Stern, who was the first in his family to receive a college education, earned his bachelor’s degree in mathematics from Knox College in Galesburg, IL, and his master’s degree and Ph.D. in mathematics from UCLA. He lives in Irvine with his wife, Sharon, who received her Ph.D. in Biology and is an award winning lecturer in UCI’s School of Social Ecology, and the younger of their two daughters, Melissa, 14. Jennifer, 27, graduated with honors from Stanford University, her Ph.D. in chemical engineering from the University of Texas at Austin, and is currently a post-doctoral fellow at Stanford University.

Research: As dean of physical sciences, Stern oversees a school that includes over 100 faculty, 40 advanced researchers and 75 post-doctoral scholars who focus and guide the work of over 300 doctoral students and1,000 majors. The school has four departments: chemistry, earth system science, physics and astronomy, and mathematics. The school is one of the nation's largest producers of bachelor's degreelevel graduates, rating 8th nationally in chemistry and 11th in physics.

Research in the school rates among the nation's finest in atmospheric chemistry, organic chemistry, geoscience, elementary particle physics and astrophysics. Organic chemistry ranks 9th in U.S. News & World Report graduate school ratings. In 1998, the Institute for Scientific Information cited UCI as the university with the greatest impact on geoscience research and also ranked UCI in its 'Top 10 Influential Schools of Chemistry,' based on citation impact of papers published. Its researchers play important roles with international neutrino projects, United Nations environmental surveys and with providing the scientific information that assists in the drafting of international treaties.
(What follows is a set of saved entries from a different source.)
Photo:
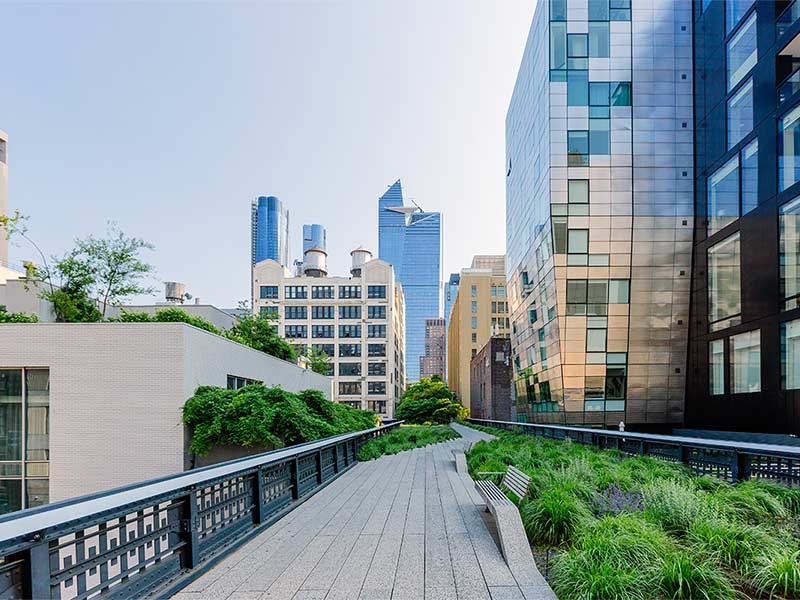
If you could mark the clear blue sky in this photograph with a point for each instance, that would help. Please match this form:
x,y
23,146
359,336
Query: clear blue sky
x,y
169,118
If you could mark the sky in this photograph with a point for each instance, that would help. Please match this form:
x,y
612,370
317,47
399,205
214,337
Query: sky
x,y
168,118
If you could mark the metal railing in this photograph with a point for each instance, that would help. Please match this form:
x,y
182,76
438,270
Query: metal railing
x,y
730,460
154,537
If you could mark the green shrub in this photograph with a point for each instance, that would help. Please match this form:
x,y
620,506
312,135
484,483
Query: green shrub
x,y
686,576
406,437
256,415
554,518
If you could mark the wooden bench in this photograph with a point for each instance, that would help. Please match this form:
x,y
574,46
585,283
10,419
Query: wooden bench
x,y
513,541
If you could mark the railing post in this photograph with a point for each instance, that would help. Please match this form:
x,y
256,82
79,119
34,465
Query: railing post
x,y
258,496
189,524
38,579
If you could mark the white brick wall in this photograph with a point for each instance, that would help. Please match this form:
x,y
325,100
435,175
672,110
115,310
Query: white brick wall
x,y
116,392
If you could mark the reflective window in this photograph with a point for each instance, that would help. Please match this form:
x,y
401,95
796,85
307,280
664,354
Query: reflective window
x,y
723,196
734,11
724,283
742,52
746,362
789,148
790,355
790,253
740,114
716,367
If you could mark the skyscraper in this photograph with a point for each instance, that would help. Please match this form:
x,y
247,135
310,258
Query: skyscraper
x,y
599,212
411,240
3,194
269,230
314,236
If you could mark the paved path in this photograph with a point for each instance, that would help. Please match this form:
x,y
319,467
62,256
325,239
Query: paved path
x,y
403,527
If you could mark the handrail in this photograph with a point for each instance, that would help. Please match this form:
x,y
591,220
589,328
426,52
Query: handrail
x,y
727,459
135,540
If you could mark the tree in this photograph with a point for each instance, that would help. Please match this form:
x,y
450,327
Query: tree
x,y
261,332
318,360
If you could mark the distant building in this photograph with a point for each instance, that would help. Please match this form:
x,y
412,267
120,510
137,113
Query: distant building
x,y
411,240
479,311
3,196
86,407
358,321
433,361
491,378
314,236
269,222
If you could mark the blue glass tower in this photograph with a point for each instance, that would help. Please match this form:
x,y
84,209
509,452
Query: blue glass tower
x,y
411,240
314,236
269,222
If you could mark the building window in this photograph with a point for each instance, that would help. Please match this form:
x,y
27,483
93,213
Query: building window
x,y
349,291
578,148
376,388
349,388
24,437
349,350
376,312
322,331
725,197
268,292
790,355
295,312
295,292
376,369
268,311
734,11
322,312
350,369
789,148
740,114
724,283
295,331
742,52
376,291
349,312
716,367
326,348
376,350
350,331
235,382
746,362
376,331
322,292
789,221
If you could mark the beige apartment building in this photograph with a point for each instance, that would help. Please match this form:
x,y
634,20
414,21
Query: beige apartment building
x,y
480,311
358,321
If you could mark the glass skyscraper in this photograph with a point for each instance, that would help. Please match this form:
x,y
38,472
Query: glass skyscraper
x,y
599,212
269,222
314,236
411,240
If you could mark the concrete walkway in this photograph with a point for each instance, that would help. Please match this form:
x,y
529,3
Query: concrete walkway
x,y
403,527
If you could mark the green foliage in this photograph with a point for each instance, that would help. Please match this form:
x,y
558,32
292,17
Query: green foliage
x,y
256,415
260,332
406,437
641,528
7,317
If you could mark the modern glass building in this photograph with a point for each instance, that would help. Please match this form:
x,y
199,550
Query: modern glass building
x,y
269,222
599,212
744,355
411,240
314,236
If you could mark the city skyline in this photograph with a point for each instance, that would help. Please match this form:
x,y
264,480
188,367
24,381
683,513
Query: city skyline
x,y
182,174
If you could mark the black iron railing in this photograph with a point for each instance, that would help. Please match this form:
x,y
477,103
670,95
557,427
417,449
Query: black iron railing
x,y
730,460
154,537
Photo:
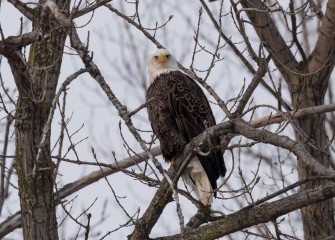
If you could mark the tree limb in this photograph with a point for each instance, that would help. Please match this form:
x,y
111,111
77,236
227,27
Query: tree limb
x,y
260,214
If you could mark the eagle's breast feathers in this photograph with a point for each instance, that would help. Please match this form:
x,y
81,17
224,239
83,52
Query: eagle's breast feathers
x,y
179,111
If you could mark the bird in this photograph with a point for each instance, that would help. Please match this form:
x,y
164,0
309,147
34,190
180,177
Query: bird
x,y
178,111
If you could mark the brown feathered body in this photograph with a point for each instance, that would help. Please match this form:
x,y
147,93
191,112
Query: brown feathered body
x,y
179,111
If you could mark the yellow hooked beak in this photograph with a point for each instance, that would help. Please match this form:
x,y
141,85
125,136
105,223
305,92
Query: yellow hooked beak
x,y
162,58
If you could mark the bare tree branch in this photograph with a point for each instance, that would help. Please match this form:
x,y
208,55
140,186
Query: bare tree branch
x,y
260,214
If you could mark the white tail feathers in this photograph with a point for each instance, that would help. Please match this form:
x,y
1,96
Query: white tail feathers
x,y
195,176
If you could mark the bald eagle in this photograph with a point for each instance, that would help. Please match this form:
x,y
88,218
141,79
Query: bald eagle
x,y
178,112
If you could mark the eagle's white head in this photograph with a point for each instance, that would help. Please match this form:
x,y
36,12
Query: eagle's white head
x,y
161,62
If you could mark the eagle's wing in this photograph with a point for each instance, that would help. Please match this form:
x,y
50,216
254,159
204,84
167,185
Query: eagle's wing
x,y
191,110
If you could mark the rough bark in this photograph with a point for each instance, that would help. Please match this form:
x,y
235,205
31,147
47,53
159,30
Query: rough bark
x,y
36,81
307,81
256,215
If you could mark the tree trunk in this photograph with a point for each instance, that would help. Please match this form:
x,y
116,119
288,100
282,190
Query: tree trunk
x,y
318,219
36,81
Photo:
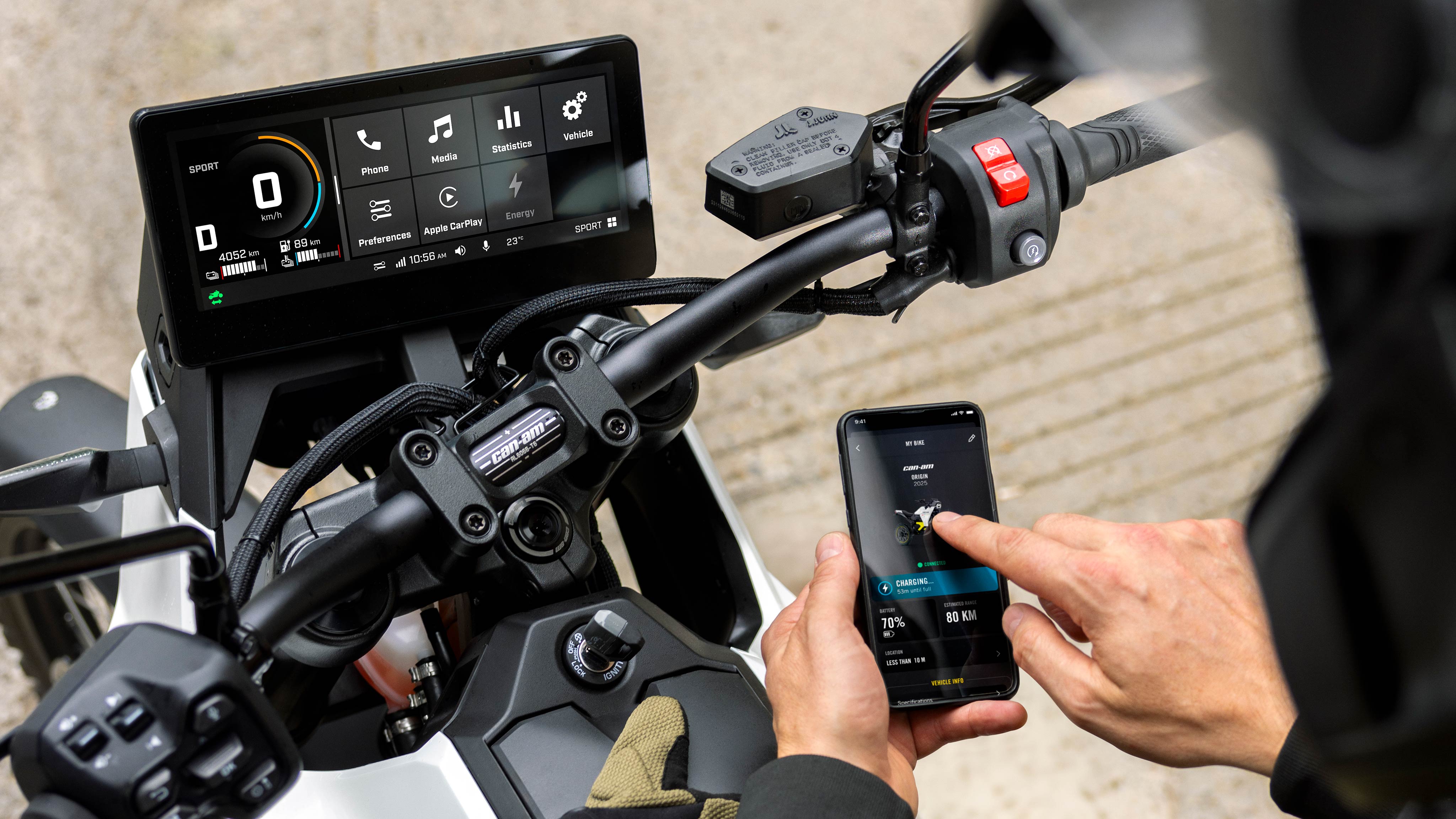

Its faculty includes 6 members of the National Academy of Sciences.

Stern is a pioneering researcher who, for the past two decades, has been a leader in the mathematics that will bring scientists closer to answering the age-old question: What is the global structure of our space-time universe? While seeking answers to the big, unsolved questions in mathematics, using sophisticated techniques from analysis, geometry, topology and physics, he has distinguished himself as an outstanding teacher, earning the UCI School of Physical Sciences Undergraduate Teaching Award in 1995 and the University of Utah Distinguished Teacher Award in 1987. Stern, was honored as an invited speaker at the 1998 International Congress of Mathematicians and was chair of the UCI Department of Mathematics from 1989-1993. He serves on numerous professional and foundation panels and committees, is an editor of several mathematical journals, and is the President and Chair of the Board of Governors of the Pacific Journal of Mathematics. He has led a number of outreach efforts designed to improve mathematics education including the new statewide COSMOS program designed to provide a summer residential science program for the most gifted high school students.